100%
phishing resistance for passkey-protected accounts (no credential to steal or replay)
80%
of hacking-related breaches involve compromised credentials (Verizon DBIR 2024)
1.4B+
passkeys registered across Google, Apple, and Microsoft platforms by 2025
74%
faster authentication with passkeys vs. password+MFA (FIDO Alliance 2024)

Passkeys are the first authentication technology that is simultaneously more secure and easier to use than passwords. A passkey is a FIDO2/WebAuthn credential: a private key stored on the user's device (protected by biometric or PIN) paired with a public key stored on the server. Authentication requires physical possession of the device and biometric/PIN verification — no password to phish, no OTP to intercept, no push notification to approve-fatigue. CISA and NSA both classify FIDO2 as phishing-resistant MFA, the highest category of authentication assurance. This guide covers what enterprise deployment actually requires.

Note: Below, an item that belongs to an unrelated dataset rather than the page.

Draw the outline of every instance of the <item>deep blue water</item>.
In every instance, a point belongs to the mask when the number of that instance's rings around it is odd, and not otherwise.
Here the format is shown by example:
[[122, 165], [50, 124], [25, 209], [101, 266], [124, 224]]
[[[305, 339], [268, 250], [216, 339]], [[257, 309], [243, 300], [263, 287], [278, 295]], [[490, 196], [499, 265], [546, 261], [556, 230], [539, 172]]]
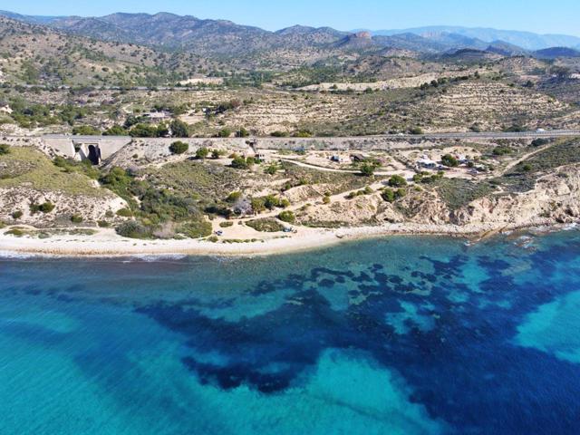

FIDO2/WebAuthn Architecture: What Passkeys Are

Understanding the cryptographic model is essential for making correct deployment decisions — particularly around device-bound vs. synced passkeys and attestation.

Credential architecture

A passkey consists of a private key stored in hardware (device TPM, secure enclave, or security key) or software (synced credential), and a corresponding public key registered with the relying party (the service or IdP). Authentication is a cryptographic challenge-response: the server sends a challenge, the device signs it with the private key, the server verifies with the stored public key. The private key never leaves the authenticator.

Device-bound passkeys

The private key is bound to a specific hardware authenticator (Windows Hello TPM, Apple Secure Enclave, FIDO2 hardware security key like YubiKey). Cannot be copied or synced. If the device is lost, the credential is lost — requires account recovery. Highest assurance; preferred for privileged and high-sensitivity enterprise use cases.

Synced passkeys

The private key is synchronized across devices via a cloud keychain (Apple iCloud Keychain, Google Password Manager, 1Password). Accessible on any device signed into the same account. More convenient; the credential survives device loss. Appropriate for general enterprise users where the trade-off of cloud keychain access is acceptable.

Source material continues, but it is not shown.